To this, I say, Noah and I would never even think of being in such a relationship. Noah has been an excellent mentor to me, and I made a point of learning as much as I could from him in training for the Games. I told everyone here that I wouldn't be so easily defeated, well here I am, alive, and blessed by the Capitol for being alive today, for my fame, and my fortunes. I know I won't be living in the District Nine community orphan home anymore, that's for sure."

"No, that you will not." Caesar replies. "You are as much a darling of the Capitol as any other victors. And we love you for it!"

Then Caesar says to the audience, "Ladies and Gentlemen, the Queen of the Pyramids from District Nine, Alyssa Whitestone, our proud nation's newest victor of the 73rd Annual Hunger Games!" And the audience goes wild.

***

At the Crowning Ceremony the next day, I am wearing a jeweled powder blue dress with long sleeves, and it is President Snow himself who places a Crown of Victors on my head. "Congratulations Miss Whitestone. You are very fortunate to have survived. I know your District must be very proud of you, and so must your little friends."

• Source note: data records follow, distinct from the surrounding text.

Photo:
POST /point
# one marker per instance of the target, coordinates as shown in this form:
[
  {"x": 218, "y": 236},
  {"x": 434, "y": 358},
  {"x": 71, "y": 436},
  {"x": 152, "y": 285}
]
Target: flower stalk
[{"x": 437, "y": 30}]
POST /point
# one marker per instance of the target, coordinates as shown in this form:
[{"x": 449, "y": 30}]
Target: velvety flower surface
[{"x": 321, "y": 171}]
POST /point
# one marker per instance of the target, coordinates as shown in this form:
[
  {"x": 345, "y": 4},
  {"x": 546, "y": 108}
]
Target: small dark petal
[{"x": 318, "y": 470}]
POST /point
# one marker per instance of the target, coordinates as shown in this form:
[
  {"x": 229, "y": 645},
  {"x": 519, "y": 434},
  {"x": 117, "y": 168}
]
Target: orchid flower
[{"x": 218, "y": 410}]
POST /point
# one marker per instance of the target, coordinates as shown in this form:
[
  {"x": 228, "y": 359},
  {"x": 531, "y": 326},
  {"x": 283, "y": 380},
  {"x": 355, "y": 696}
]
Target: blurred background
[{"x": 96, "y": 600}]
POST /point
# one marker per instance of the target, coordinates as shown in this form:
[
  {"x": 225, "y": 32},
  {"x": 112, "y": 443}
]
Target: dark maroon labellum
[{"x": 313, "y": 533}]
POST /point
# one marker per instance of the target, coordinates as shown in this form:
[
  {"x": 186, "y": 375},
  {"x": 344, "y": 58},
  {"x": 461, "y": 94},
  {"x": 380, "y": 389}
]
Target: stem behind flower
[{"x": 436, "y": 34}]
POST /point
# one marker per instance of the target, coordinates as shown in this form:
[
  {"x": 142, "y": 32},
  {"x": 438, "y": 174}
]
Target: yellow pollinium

"Thank you." I say to him. Maybe, after all, I have been overworried. Maybe he suspects nothing. I almost feel like breathing a sigh of relief.

But then Snow says something to me that causes the relief to die and be replaced with only more growing fear. "I suggest you be careful, or you could very well be the cause of the sudden downfall of your friends, and others from your District. I suggest you think about whether it's even worth it to put Noah in such danger."

But even though I am terrified at even the thought that something terrible could happen to the people I care about, to my district if I'm not as careful as President Snow expects, still I don't show it since all the eyes of this nation are on me. I am a Victor, and the show must go on.